Zen and the Art of Harry Dean Stanton

His swan song, "Lucky," comes to VOD

Zen and the Art of Harry Dean Stanton
Harry Dean Stanton in “Lucky”

The great, gaunt actor Harry Dean Stanton (“Alien,” “Paris, Texas,” “Repo Man,” a zillion others) left us at the age of 91 in September of 2017. Less than a month later, like an unexpected bequest, “Lucky” was released to theaters – a fond final starring role for a performer who too often made his mark from the sidelines. It’s a shaggy dog of a movie but a lovely and profound one, and why it took four years to come to video on demand is anyone’s guess. Stanton himself might say that things just take their time, in their time. Anyway, it’s here, streaming on HBO Max and available for rent almost everywhere else. Attention must be paid.

Stanton actually shot one more movie a month after “Lucky” completed filming in July 2016 – a supporting role in the poorly received “Frank and Ava” – but his penultimate film was built around the actor the way you might build a church around a tree. Stanton’s the Lucky of the title, an old coot in a dusty desert town where everyone knows everyone and everyone gets along; the film was shot in Piru, California, about an hour north of L.A., with some Arizona sequences featuring saguaro cacti that are even older than Stanton. Familiar faces line the streets and the barstools: Barry Shabaka Henley as diner owner Joe; Ed Begley, Jr., as a town doctor astounded that Lucky’s still standing; David Lynch, who cast Stanton in four of his movies and one TV show, as an old friend mourning the disappearance of his pet tortoise, President Roosevelt. Yvonne Huff Lee, who’s new to me, plays a diner waitress who drops by to check up on Lucky and ends up getting high with him while watching Liberace videos.

David Lynch and Harry Dean Stanton in “Lucky”

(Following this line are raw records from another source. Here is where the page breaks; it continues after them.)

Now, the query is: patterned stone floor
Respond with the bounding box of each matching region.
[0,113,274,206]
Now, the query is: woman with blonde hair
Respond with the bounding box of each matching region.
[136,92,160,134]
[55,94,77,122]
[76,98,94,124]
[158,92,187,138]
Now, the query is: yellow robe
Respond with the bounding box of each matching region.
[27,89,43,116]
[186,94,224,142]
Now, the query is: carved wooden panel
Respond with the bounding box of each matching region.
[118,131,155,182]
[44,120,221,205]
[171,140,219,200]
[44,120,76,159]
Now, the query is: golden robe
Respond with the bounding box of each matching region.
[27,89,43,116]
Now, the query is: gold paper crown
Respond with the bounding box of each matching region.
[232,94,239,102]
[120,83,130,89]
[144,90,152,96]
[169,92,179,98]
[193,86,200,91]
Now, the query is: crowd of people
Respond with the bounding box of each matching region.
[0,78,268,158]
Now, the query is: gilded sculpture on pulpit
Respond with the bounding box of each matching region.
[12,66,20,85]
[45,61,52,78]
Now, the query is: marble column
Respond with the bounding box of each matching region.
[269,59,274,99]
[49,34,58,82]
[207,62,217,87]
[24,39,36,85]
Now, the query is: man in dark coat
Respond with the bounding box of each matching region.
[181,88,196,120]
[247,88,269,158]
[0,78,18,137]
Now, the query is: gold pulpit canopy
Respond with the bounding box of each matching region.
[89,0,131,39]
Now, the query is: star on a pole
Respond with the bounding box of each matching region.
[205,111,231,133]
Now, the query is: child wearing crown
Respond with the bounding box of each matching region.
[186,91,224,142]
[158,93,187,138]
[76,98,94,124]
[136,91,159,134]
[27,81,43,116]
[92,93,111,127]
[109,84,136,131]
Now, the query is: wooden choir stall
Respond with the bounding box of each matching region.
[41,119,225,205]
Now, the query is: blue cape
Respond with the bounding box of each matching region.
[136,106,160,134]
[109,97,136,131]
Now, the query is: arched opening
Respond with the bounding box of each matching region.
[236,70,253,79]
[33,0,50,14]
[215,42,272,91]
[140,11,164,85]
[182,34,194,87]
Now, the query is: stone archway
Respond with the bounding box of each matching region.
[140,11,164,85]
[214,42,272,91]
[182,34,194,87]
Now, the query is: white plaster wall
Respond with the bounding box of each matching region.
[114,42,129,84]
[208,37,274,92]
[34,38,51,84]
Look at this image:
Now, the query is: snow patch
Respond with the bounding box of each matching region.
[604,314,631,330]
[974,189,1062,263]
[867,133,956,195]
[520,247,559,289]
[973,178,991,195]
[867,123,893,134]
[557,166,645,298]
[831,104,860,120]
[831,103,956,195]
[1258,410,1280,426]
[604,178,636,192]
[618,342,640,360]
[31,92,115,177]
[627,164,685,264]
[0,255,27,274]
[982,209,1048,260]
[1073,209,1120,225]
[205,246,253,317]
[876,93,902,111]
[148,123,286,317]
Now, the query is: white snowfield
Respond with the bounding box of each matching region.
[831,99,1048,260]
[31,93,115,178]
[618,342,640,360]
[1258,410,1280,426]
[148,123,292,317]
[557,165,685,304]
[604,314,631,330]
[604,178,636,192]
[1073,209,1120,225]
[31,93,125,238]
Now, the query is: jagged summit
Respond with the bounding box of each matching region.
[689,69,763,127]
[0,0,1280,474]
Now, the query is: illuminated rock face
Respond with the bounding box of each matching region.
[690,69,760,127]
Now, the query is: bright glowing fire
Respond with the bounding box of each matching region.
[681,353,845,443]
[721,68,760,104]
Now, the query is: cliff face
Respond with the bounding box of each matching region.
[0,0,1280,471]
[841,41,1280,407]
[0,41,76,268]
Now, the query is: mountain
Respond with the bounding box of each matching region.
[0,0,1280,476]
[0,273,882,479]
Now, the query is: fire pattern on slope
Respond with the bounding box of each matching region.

That makes “Lucky” sound like a goof, a quirkfest, and it’s anything but – the movie’s immensely pleasurable while at the same concerned with matters of the utmost importance. The only matters that matter, really. Lucky has made it this far by taking each day on its own; he doesn’t believe in God and he doesn’t believe in an afterlife. Every morning he comes into the diner to do his crossword puzzle and greets Joe by saying “You’re nothing,” to which Joe cheerfully responds, “You’re nothing.” But one morning early in the film, Lucky has a fainting spell while making his coffee, and suddenly Nothing seems awfully close at hand. The conflict in “Lucky” is between an old man and the Void, and there’s no doubt at all about who’s going to come out ahead.

So “Lucky” is, in its fluky way, about regret and memory and grace – the big stuff. And fear – an honest fear of the end. That fear rattles Lucky, makes him act pissy toward old friends and downright nasty to an insurance salesman (Ron Livingston) who represents a cashing in on death that the old man finds appalling until the salesman tells of his own brush with mortality. The movie’s as casual as an old sock, but every moment in it is freighted with an awareness of life’s fragility, the luck we have to be here, and the difficulty in accepting the notion that someday we won’t.

The director is John Carroll Lynch, himself a character actor of no small skill, and the script was co-written by Logan Sparks, Stanton’s longtime assistant. The movie makes an excellent companion piece to the 2012 documentary “Harry Dean Stanton: Partly Fiction,” which can also be rented online and which features many clips from the actor’s career – I’d forgotten Stanton was in “Cool Hand Luke,” playing guitar and singing “Just a Closer Walk with Thee” in a fine, high mountain voice. He sings in “Lucky,” too – a quavery but tremendously moving rendition of the Mexican ranchera song “Volver, Volver” that brings a backyard birthday party to a hushed standstill.

Harry Dean Stanton in “Lucky”

The whole movie’s like that: Full of moments that are completely present while rippling out to the past and beyond the movie’s frame. A diner counter conversation between Lucky and an ex-Marine — both veterans of World War II – is spectral with recollections of carnage and loss while incorporating details of Stanton’s own Navy service; the actor opposite him is Tom Skerritt, who served with Stanton on the good ship Nostromo in “Alien.” A shot early in the film – one of my favorite images in recent movies – has Lucky walking past an old saloon now gutted and serving as a parking garage, and right there is the history of the American West and the Hollywood western.

Stanton himself was a non-believer, but he was on record as leaning toward the Buddhist/Taoist side of things, and “Lucky” makes a case for the actor as one of the few legitimate Zen saints of the movies, along with Bill Murray, Larry Fine, and Greta Garbo. (All other candidates will be considered.)  He talked a lot about nothingness in interviews, like the closet hippie he was, not as a form of nihilism but of reassurance – a way of marveling that each of us is just a mess of electrons whirling around with gulfs of space between them. Form is emptiness, emptiness is form.

Harry Dean Stanton is no longer here in body and he didn’t believe in the soul. All that’s left of him are his movies. All that’s left of him is light.